Sehr traurig, solche Gedanken beschäftigen mich zur Zeit auch sehr. Genau vor einer Woche war die Beerdigung meines guten, alten Freundes Florian. Ein unglaublich begnadeter Künstler, legendärer Science-Fiction- und Film-Nerd und geradezu unfassbar liebenswerter Mensch. Ich hatte ihn 1999 bei "Ice Planet" kennengelernt, wo wir beide als Concept Artists gearbeitet hatten. Danach haben sich unsere Wege getrennt, er blieb in München, während ich mich in der Weltgeschichte rumtrieb. Persönlich getroffen haben wir uns danach nur noch ein paar Mal, allerdings vollführten wir konsequent das jährliche Ritual eines den ganzen Abend währenden Skype-Videogesprächs unter Alkoholeinfluss. Ich hatte mir immer vorgenommen, ihn nach Erreichen meines sich bereits vage am Horizont abzeichnenden Ruhestandes endlich wieder häufiger zu treffen und eventuell gemeinsame Projekte in Angriff zu nehmen, doch Anfang des Jahres erreichte mich die Nachricht von seinem Krebsleiden. Immerhin konnte ich ihn noch zwei Mal besuchen und zusammen mit vielen alten Freunden und Kollegen in seiner zur einzigartigen Nerd-Höhle umgebauten Wohnung (in der ich zuletzt bei der Feier zu seinem 30.Geburtstag war) eine wirklich schöne Abschiedsparty feiern. Er wurde nur 47 Jahre alt.
Du wirst unvergessen bleiben, Flocki!

Baumi
Baumi
21. März, 2025 00:27

Mein Beileid. Und ein Detail am Rande, das Dich vielleicht interessieren könnte: David hat es dank Deines Deals offenbar sogar bis zur Erwähnung in einschlägigen Uni-Kursen gebracht.

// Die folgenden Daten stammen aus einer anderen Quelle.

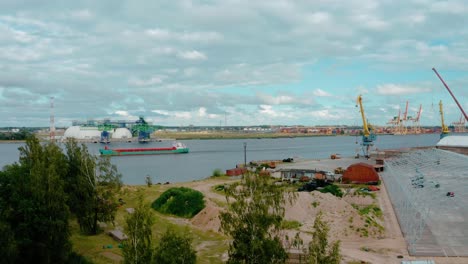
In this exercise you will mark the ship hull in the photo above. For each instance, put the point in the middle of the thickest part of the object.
(134, 152)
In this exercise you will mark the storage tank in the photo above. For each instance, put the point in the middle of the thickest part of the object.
(360, 173)
(82, 132)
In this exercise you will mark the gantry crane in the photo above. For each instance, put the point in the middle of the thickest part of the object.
(105, 128)
(368, 135)
(445, 131)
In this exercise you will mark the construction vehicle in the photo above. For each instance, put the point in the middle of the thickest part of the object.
(368, 135)
(444, 131)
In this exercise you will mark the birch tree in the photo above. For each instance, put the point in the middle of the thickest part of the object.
(138, 248)
(253, 220)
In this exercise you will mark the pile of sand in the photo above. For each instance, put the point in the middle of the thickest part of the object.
(208, 218)
(344, 220)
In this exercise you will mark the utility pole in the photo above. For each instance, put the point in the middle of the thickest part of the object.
(52, 121)
(245, 154)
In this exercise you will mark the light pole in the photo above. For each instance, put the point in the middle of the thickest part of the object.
(245, 154)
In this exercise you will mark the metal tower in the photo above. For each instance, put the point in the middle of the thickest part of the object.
(52, 122)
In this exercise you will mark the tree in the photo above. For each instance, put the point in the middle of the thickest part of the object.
(34, 213)
(92, 184)
(253, 220)
(319, 250)
(138, 248)
(174, 248)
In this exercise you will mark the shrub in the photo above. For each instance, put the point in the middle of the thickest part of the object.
(333, 189)
(183, 202)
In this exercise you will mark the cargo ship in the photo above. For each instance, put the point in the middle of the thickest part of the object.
(177, 148)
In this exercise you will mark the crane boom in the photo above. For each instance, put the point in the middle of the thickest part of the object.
(445, 130)
(405, 115)
(365, 127)
(418, 116)
(368, 135)
(453, 96)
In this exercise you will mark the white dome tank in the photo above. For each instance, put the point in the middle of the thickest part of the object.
(82, 132)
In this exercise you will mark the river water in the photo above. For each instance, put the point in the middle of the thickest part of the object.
(207, 155)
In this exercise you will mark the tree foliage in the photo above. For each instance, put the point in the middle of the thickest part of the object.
(319, 249)
(253, 220)
(33, 209)
(175, 248)
(184, 202)
(92, 184)
(138, 248)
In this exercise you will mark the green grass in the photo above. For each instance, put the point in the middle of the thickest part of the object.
(290, 224)
(211, 245)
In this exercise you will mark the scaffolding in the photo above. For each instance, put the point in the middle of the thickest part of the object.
(420, 184)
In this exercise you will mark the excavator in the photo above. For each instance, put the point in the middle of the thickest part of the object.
(445, 131)
(368, 135)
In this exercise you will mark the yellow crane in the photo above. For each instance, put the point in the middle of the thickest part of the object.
(368, 136)
(445, 129)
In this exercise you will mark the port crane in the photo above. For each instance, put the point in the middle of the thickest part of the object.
(453, 96)
(368, 135)
(445, 131)
(459, 126)
(395, 122)
(416, 127)
(143, 130)
(105, 128)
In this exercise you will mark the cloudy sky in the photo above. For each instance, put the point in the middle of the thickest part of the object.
(234, 62)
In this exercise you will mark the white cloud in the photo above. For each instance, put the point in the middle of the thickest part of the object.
(202, 111)
(198, 37)
(83, 14)
(396, 89)
(122, 113)
(146, 82)
(192, 55)
(321, 93)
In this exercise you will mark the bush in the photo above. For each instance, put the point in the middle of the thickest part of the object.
(333, 189)
(183, 202)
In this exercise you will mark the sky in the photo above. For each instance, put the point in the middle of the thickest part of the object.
(231, 62)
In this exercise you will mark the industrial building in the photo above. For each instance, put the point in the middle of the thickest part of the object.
(429, 192)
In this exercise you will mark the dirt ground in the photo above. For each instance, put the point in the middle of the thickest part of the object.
(346, 224)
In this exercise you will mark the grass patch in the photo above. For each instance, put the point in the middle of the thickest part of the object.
(290, 224)
(210, 246)
(217, 173)
(182, 201)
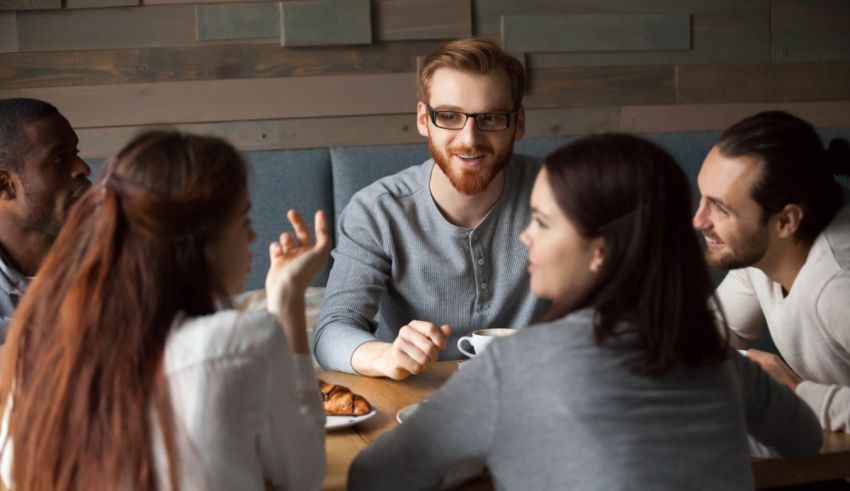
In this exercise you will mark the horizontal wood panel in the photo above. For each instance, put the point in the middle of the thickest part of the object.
(238, 21)
(170, 25)
(30, 4)
(705, 117)
(104, 67)
(810, 15)
(722, 15)
(548, 33)
(708, 47)
(572, 121)
(272, 134)
(397, 20)
(8, 35)
(192, 102)
(325, 22)
(796, 46)
(99, 4)
(763, 82)
(594, 86)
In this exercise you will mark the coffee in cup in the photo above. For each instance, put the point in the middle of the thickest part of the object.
(481, 338)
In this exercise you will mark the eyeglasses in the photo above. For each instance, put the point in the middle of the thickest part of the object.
(455, 120)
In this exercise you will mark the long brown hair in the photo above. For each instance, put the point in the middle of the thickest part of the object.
(797, 168)
(653, 275)
(83, 363)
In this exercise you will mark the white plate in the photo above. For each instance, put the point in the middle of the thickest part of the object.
(406, 411)
(340, 422)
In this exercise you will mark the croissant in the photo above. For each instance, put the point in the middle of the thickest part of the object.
(340, 401)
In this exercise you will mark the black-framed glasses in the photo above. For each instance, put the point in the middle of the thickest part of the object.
(456, 120)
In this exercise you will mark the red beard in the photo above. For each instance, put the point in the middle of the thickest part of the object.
(471, 181)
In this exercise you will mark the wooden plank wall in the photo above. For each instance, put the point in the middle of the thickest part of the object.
(309, 73)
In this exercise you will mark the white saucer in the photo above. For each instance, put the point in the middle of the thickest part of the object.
(339, 422)
(406, 411)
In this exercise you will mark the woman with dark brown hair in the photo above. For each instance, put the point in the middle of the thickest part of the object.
(629, 384)
(123, 371)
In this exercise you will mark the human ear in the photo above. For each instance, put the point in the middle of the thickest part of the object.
(8, 189)
(598, 255)
(788, 220)
(520, 123)
(422, 119)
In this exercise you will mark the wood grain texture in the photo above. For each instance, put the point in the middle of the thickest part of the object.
(703, 117)
(816, 46)
(325, 22)
(8, 35)
(708, 15)
(763, 82)
(238, 21)
(397, 20)
(30, 4)
(708, 47)
(161, 26)
(558, 33)
(99, 4)
(104, 67)
(601, 86)
(572, 121)
(250, 99)
(272, 134)
(810, 15)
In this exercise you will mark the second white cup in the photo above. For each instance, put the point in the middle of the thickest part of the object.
(481, 338)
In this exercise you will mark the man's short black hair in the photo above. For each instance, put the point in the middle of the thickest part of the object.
(15, 114)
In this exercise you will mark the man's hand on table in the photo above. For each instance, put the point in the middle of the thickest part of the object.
(417, 345)
(775, 367)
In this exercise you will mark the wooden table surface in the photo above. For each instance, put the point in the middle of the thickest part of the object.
(388, 396)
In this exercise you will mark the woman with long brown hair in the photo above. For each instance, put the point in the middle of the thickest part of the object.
(630, 384)
(123, 369)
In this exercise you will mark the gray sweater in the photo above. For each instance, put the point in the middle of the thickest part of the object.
(548, 409)
(397, 256)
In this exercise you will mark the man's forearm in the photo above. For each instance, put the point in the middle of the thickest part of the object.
(365, 359)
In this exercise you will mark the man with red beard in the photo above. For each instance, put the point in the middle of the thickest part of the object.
(433, 250)
(41, 177)
(772, 212)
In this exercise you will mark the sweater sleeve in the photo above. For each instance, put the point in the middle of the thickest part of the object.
(455, 427)
(740, 304)
(292, 442)
(775, 416)
(831, 401)
(358, 278)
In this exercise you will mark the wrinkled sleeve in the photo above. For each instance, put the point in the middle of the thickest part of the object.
(358, 278)
(741, 308)
(292, 443)
(831, 402)
(455, 429)
(775, 416)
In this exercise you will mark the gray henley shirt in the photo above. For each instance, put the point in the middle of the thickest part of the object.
(398, 256)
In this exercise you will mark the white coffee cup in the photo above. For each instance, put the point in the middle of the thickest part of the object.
(481, 338)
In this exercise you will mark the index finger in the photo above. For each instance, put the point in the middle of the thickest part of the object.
(299, 226)
(429, 330)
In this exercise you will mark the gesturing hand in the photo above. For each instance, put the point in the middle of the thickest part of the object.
(296, 259)
(775, 367)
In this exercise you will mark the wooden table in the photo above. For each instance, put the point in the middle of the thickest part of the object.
(389, 396)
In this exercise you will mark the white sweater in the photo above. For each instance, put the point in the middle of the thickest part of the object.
(810, 326)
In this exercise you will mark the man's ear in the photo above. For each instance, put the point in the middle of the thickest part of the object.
(520, 123)
(422, 119)
(788, 220)
(8, 188)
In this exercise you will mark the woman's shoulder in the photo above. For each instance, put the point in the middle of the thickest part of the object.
(224, 334)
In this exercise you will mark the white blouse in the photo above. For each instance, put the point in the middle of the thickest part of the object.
(247, 412)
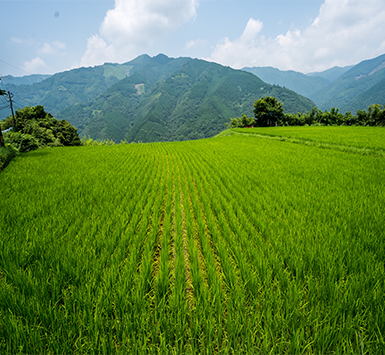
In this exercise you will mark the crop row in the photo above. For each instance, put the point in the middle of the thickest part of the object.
(228, 245)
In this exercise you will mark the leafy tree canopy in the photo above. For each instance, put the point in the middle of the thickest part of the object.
(268, 111)
(33, 128)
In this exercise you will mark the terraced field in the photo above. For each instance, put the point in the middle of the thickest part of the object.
(228, 245)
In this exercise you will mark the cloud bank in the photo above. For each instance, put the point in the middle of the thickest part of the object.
(345, 32)
(133, 26)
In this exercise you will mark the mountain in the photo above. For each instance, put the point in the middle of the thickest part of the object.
(175, 99)
(153, 98)
(23, 80)
(344, 91)
(331, 74)
(374, 95)
(74, 86)
(298, 82)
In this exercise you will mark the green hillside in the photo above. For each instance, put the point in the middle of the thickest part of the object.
(73, 87)
(331, 74)
(230, 245)
(180, 99)
(374, 95)
(298, 82)
(350, 85)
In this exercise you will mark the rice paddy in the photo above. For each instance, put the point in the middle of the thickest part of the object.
(227, 245)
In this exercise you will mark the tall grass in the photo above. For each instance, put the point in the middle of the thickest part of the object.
(229, 245)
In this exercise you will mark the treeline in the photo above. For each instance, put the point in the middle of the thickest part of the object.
(33, 128)
(269, 112)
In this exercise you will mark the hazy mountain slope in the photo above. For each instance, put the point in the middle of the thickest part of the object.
(374, 95)
(22, 80)
(298, 82)
(175, 99)
(331, 74)
(74, 86)
(355, 81)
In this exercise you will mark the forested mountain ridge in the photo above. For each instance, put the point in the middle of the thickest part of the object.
(342, 92)
(298, 82)
(74, 86)
(175, 99)
(349, 88)
(153, 98)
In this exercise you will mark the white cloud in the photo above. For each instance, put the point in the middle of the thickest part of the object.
(54, 48)
(345, 32)
(36, 66)
(98, 52)
(197, 43)
(133, 26)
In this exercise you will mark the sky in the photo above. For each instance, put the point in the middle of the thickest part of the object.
(50, 36)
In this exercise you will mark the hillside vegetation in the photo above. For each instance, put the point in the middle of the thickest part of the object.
(153, 99)
(228, 245)
(350, 88)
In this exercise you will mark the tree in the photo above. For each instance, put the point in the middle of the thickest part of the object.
(268, 111)
(33, 124)
(2, 93)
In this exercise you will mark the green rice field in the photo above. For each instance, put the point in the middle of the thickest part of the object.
(230, 245)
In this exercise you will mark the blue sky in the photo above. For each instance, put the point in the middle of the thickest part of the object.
(48, 36)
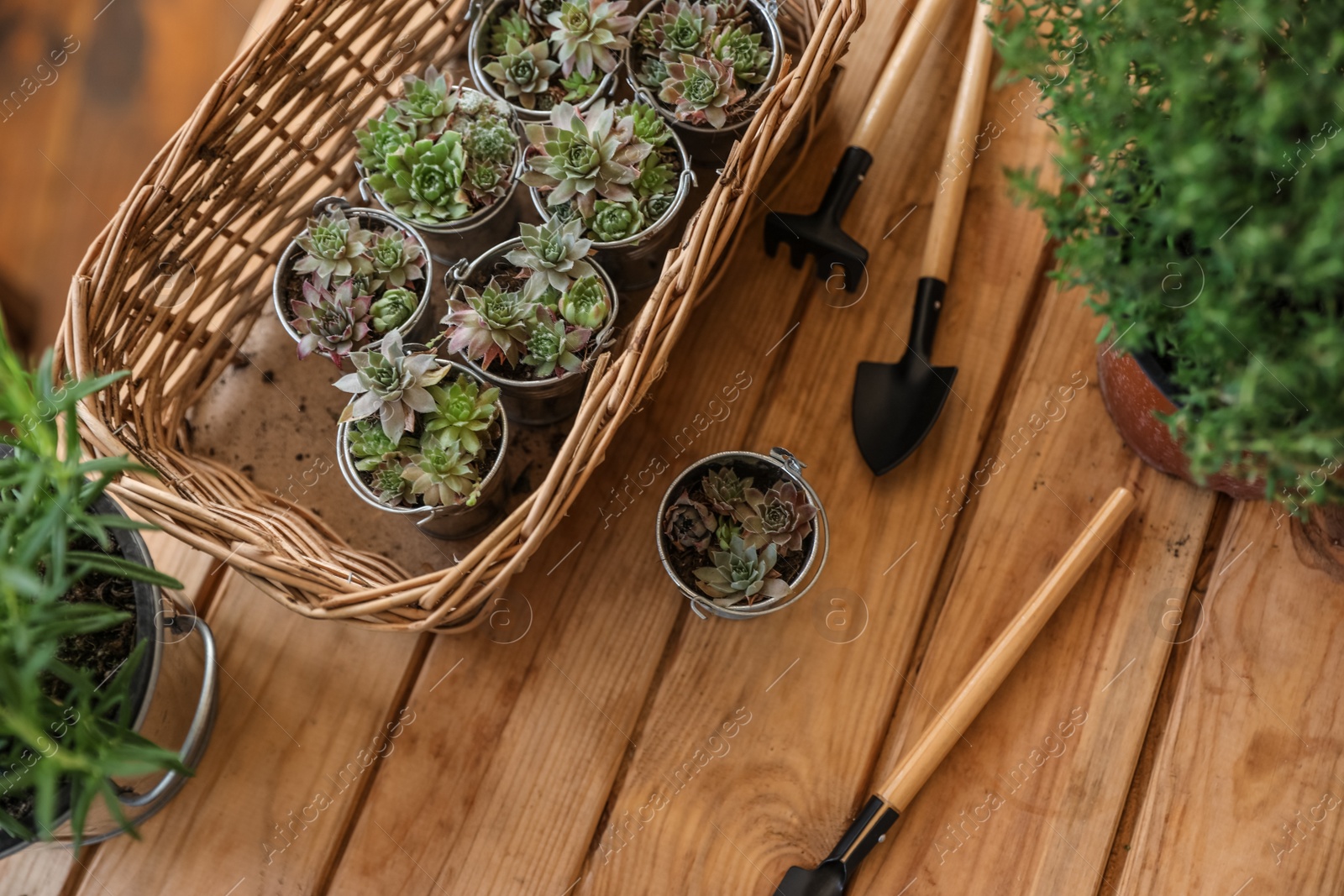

Zumindest gehe ich stark davon aus, dass er gemeint gewesen sein dürfte, als uns unsere gut in der Branche vernetzte Fernsehwissenschafts-Dozentin Ende der 1990er erzählte, dass da in den USA „ein Frührentner sitzt, der von den deutschen Privatsendern dafür bezahlt wird, ihnen die neuesten Sendungen auf Video aufzunehmen und zuzuschicken.“

Frank B.
Frank B.
21. März, 2025 16:35

Hallo lieber Wortvogel, die Beschreibung deiner Freundschaft mit Dave war das Berührendste was ich seit langem gelesen habe.
Made me cry.
(Das wollte ich nur vermelden. Sonst habe ich nichts zu sagen).